Anyway, after the third Sabo, a chap we named Ethan, who followed the firstborn Brenton and Taylor, the thought occurred to us that if we had our way we would be Ethanless. Which I admit on some moonlit nights, when he pulled all-night, colic-induced fussing sessions, didn't sound so bad. But we loved Ethan in that crazy way that parents love their children. That thing where you hold your baby and sniff that sweet eau de baby and caress the softest, most beautiful skin you've ever felt and listen to those quick little breaths and there's peace and joy and love and unbridled affection all at once. There's nothing else like it in the world. Truly our children are gifts from God.

And so we thought three boys would be perfect. Until somehow Julie got pregnant with Claire. So we accepted Claire as God's blessing in our lives.

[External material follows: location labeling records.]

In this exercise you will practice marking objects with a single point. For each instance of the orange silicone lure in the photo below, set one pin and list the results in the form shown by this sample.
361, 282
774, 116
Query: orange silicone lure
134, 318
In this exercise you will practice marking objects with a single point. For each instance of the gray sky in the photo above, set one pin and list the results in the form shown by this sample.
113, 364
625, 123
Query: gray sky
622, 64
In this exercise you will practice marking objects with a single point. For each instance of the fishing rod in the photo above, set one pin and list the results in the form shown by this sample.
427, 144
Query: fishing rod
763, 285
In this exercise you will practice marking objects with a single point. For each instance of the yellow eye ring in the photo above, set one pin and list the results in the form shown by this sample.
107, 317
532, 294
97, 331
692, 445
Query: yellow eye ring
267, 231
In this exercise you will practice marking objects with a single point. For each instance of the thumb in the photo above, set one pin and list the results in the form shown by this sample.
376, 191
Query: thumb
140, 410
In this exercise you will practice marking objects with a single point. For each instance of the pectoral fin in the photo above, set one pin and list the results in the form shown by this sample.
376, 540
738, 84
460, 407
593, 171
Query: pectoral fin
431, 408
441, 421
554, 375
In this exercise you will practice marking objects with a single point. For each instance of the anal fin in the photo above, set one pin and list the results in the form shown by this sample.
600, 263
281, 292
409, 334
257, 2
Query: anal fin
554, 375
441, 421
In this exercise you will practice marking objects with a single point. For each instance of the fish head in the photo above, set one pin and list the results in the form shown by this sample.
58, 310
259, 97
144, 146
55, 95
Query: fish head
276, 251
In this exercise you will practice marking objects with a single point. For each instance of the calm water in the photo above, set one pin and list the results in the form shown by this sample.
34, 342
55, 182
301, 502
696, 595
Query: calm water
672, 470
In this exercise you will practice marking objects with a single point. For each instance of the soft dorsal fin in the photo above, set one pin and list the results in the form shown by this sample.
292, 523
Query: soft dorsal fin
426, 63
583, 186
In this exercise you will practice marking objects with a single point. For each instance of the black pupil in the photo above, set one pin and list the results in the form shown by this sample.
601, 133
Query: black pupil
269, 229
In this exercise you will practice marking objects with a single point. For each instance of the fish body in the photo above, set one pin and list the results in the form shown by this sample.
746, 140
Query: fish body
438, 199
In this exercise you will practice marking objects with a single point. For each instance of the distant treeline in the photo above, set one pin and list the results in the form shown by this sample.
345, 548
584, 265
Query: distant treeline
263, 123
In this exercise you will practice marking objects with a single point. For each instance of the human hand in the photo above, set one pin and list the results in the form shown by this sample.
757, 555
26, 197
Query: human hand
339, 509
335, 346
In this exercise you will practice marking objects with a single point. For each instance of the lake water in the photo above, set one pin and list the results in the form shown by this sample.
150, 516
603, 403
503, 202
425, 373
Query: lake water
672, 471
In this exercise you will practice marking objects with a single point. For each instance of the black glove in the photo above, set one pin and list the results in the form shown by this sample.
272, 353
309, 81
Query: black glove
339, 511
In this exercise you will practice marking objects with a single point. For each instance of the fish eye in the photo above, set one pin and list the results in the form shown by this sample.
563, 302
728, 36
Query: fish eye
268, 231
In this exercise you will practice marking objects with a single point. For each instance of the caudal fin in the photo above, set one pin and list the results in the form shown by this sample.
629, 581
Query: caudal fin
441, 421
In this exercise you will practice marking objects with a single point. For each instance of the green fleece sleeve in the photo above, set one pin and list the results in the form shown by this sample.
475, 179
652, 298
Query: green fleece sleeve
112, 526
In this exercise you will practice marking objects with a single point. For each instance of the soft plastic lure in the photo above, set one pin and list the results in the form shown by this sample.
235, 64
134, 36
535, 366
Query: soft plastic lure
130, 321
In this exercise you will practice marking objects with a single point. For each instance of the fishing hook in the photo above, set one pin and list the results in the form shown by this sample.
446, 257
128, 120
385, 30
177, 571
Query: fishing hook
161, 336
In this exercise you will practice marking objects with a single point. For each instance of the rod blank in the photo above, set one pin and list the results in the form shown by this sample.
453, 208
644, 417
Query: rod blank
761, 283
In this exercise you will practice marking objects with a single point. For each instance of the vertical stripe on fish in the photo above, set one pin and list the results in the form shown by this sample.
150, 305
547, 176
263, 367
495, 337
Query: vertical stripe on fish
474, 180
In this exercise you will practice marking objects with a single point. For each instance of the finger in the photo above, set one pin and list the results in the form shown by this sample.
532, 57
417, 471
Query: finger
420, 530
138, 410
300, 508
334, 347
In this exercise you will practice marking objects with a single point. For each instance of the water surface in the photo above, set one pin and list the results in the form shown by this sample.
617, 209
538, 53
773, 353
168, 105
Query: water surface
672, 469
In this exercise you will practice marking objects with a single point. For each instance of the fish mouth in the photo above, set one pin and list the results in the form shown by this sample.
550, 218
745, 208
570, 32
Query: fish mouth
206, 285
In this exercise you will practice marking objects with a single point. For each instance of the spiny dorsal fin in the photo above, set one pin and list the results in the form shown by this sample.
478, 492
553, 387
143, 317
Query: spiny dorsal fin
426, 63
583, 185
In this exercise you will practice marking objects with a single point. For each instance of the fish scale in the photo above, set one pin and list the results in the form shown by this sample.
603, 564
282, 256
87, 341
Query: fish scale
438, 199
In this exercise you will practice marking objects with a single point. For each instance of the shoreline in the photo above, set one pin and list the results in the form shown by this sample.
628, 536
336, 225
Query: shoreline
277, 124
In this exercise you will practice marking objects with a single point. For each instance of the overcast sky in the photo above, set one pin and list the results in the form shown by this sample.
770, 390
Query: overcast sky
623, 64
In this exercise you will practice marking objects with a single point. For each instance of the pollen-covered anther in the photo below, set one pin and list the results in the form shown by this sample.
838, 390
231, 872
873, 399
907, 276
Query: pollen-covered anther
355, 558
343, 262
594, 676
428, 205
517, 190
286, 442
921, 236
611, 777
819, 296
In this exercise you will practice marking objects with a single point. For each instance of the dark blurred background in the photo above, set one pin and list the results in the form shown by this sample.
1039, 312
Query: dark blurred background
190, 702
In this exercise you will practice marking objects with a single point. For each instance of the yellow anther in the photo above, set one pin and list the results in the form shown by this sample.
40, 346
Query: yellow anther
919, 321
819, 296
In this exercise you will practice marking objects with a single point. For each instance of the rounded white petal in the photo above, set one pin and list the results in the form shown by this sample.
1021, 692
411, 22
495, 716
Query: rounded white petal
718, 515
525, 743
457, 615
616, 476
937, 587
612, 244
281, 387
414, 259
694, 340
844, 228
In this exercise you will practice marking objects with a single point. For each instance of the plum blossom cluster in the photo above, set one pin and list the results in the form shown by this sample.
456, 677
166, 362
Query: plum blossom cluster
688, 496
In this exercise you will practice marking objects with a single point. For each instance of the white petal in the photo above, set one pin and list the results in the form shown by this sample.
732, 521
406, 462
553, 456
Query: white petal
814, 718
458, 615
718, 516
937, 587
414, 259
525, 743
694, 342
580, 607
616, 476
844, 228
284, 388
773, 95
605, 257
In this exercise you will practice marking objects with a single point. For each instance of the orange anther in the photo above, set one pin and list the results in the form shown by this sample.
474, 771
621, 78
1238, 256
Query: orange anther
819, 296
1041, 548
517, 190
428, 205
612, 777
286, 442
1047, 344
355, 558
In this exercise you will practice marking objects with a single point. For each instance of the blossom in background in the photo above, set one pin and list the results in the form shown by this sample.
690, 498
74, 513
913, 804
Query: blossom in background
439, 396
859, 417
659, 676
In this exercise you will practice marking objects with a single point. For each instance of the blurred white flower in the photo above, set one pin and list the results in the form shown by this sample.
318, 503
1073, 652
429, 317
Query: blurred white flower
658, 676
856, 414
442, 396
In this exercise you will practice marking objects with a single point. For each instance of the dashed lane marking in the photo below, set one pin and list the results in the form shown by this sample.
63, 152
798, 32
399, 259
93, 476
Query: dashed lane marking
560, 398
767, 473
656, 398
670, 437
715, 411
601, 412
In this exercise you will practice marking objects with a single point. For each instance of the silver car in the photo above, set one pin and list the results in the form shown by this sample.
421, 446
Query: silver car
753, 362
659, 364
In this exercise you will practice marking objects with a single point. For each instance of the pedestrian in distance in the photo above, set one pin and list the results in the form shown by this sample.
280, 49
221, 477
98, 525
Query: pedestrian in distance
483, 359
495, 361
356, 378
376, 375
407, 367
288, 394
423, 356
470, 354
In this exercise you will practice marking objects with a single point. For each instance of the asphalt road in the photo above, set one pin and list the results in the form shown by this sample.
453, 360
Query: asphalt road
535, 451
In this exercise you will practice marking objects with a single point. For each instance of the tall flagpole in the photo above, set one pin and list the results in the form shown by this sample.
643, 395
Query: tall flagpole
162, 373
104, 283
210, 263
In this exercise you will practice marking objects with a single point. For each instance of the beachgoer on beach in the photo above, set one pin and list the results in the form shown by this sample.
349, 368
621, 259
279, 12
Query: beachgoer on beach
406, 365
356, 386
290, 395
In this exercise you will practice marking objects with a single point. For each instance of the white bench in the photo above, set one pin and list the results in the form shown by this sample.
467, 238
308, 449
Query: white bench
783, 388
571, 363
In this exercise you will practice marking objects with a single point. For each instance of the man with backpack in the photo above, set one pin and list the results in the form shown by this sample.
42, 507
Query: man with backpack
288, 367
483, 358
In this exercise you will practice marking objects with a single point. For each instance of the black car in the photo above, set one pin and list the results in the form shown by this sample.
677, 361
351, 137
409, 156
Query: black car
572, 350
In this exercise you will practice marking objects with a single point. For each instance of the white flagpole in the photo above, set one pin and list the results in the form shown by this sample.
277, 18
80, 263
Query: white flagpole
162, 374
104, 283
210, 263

Now things were really perfect with three boys and a little daddy's girl. Until along came Evie. It was at this point that we quit dabbling, somewhat ineffectively I might admit, in birth control and accepted God's desire for us to have kids. Lots of them. We took to heart the Biblical concept of "Go forth and multiply" and did our best to live it out.  So the pattern of Sabo child birthing continued pretty much unabated, not just for years mind you, but decades. Yes, decades. Julie has given birth to 14 little blessings, spanning four different decades. The '80s, '90s, '00s and '10s have all been graced by the arrival of little Sabos, who presently number 9 males and 5 females, ranging in age from 25 to 18 months.

Over the years, the number one comment from people who learn about our extraordinary number of offspring is, "Do you know what causes that?"  My answer is yes. Yes I know what causes that. I reckon we're pretty good at it.